3. the MDS array code encoding method of more fault-tolerances according to claim 1, it is characterised in that: column vector passes through R_pτ: =F₂[x]/(1+x^pτ) embodied in algorithm take [s₁(x),s₂(x),…,s_k+3(x)]=[s₁(x),s₂(x),…,s_k(x)].G Product calculated, wherein G is as composed by k x k unit matrix I and a 3 encoder matrix P of k x k x (k+3) raw At matrix.

4. the MDS array code encoding method of more fault-tolerances according to claim 1, it is characterised in that: C (k, 3, p) code is In R_pτInside penetrate a systematization liner code.

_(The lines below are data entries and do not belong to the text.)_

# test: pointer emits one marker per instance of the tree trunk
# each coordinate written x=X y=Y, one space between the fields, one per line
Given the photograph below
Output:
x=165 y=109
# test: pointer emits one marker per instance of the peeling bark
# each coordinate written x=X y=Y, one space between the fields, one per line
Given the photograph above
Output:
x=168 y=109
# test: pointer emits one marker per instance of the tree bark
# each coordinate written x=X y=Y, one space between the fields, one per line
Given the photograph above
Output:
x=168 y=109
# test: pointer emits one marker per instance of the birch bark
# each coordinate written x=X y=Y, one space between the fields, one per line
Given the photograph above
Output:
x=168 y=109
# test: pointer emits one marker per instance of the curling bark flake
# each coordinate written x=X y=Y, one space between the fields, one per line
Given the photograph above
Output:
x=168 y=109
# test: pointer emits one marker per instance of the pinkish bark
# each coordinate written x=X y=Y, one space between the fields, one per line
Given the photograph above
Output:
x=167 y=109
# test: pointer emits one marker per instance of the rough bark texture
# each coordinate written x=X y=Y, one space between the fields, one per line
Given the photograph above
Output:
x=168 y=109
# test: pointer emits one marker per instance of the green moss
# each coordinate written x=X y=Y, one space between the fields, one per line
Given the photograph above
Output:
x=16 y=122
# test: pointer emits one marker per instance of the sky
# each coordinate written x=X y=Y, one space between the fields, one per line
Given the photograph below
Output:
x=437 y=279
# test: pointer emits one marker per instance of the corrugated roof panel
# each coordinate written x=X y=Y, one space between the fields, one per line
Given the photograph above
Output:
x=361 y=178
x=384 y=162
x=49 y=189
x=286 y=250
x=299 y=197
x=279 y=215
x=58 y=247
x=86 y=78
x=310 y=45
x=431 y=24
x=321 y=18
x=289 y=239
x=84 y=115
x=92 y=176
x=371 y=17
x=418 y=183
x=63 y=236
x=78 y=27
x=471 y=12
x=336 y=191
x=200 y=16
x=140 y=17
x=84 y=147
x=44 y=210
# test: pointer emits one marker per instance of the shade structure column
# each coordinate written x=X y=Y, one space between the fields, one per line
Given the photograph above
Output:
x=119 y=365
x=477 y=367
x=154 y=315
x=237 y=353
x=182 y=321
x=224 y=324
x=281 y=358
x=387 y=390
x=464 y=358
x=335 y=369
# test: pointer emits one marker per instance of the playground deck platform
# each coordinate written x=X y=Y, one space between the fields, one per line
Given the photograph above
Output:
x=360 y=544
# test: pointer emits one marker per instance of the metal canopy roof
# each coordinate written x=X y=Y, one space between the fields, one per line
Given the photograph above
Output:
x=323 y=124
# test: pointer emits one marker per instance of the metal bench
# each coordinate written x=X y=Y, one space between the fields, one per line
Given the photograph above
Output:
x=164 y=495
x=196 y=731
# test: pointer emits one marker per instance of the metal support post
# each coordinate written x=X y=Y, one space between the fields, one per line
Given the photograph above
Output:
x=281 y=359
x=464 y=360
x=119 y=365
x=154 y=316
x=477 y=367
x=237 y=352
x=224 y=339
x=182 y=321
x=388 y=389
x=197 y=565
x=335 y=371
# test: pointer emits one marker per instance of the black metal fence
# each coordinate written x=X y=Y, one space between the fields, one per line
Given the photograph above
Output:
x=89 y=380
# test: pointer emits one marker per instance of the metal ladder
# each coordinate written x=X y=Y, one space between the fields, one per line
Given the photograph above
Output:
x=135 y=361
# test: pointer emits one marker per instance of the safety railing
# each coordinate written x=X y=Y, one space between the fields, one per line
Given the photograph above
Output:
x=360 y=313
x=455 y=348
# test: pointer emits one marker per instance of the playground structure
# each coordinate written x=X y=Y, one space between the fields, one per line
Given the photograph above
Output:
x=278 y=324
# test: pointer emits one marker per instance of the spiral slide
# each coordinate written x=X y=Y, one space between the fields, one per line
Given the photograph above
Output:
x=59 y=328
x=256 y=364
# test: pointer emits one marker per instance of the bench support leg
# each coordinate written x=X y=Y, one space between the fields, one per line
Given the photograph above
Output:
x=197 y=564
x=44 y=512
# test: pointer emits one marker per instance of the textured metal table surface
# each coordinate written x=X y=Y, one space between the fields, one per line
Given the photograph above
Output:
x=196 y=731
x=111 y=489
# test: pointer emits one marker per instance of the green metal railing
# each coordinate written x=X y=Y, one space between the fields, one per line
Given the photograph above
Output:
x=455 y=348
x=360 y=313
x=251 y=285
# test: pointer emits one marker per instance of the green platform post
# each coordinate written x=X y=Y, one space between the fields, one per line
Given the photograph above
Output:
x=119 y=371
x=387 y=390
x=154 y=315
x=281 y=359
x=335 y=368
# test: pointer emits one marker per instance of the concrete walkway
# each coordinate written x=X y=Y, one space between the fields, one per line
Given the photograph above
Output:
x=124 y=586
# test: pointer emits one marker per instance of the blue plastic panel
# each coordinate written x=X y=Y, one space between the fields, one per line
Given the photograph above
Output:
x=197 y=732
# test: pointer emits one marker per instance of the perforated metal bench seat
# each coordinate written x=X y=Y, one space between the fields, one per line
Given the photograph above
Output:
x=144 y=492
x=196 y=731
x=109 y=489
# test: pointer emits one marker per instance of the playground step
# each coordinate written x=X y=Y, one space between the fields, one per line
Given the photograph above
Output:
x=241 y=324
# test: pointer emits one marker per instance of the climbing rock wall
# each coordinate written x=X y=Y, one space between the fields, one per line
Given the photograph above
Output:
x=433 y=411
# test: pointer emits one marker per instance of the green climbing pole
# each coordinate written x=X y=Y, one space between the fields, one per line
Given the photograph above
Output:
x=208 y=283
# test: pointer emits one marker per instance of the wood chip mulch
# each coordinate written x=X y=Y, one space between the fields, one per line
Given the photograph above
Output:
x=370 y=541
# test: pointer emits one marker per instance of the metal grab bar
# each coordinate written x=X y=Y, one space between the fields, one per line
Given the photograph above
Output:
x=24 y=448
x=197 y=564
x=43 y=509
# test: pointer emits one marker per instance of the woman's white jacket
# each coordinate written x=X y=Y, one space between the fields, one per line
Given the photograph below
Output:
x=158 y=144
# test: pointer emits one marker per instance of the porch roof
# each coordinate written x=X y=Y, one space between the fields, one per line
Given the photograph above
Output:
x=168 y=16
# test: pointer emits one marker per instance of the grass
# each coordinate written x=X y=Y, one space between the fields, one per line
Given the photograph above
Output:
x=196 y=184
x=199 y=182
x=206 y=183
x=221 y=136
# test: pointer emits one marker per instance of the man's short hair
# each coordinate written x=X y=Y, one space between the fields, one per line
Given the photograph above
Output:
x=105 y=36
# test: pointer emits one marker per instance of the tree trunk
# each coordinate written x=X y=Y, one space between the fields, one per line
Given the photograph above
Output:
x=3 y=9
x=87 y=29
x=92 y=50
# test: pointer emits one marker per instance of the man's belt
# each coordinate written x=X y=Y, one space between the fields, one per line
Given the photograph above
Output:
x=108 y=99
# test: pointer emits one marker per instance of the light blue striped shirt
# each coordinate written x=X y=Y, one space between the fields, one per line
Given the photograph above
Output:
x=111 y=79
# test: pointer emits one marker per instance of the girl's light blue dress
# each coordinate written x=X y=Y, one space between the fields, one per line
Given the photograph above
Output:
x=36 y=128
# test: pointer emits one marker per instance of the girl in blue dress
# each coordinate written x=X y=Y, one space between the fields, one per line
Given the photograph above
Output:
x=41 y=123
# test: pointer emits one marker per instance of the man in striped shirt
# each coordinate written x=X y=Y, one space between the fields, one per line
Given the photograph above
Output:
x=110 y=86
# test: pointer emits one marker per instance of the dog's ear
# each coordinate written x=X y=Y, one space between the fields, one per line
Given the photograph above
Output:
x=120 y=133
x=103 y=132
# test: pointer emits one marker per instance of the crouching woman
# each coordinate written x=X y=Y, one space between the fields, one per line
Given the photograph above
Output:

5. a kind of restorative procedure of the MDS array code of more fault-tolerances as described in claim 1, it is characterised in that: including as follows Step: no longer valid information column are obtained；It is arranged if no longer valid informationIt is then odd by first Even parity check carrys out restoration information position s_l,f, wherein l mod 2^f∈{0,1,2,...2^f-1- 1 }, otherwise by second even-odd check come Restoration information position s_l,f, wherein l mod 2^f∈{2^f-1,2^f-1+1,2^f-1+2,...,2^f-1}；It is arranged if no longer valid informationBy first even-odd check come restoration information position s_l,f, wherein l mod 2^f∈ 0,1, 2 ..., 2^f-1- 1 }, otherwise, by third even-odd check come restoration information position s_l,f, wherein l mod 2^f∈{2^f-1,2^f-1+1, 2^f-1+2,...,2^f-1}。

6. restorative procedure according to claim 5, it is characterised in that: no longer valid information column's Reparation broadband is (p-1) ((k+2) 2^k-3-2^k-f-2)。

7. restorative procedure according to claim 5, it is characterised in that: the second parity column and third parity column Even-odd check collection does not correspond to those of linear information column in array, and corresponds in those of broken line information column；Battle array The line number of column is by 2^k-2Divide exactly.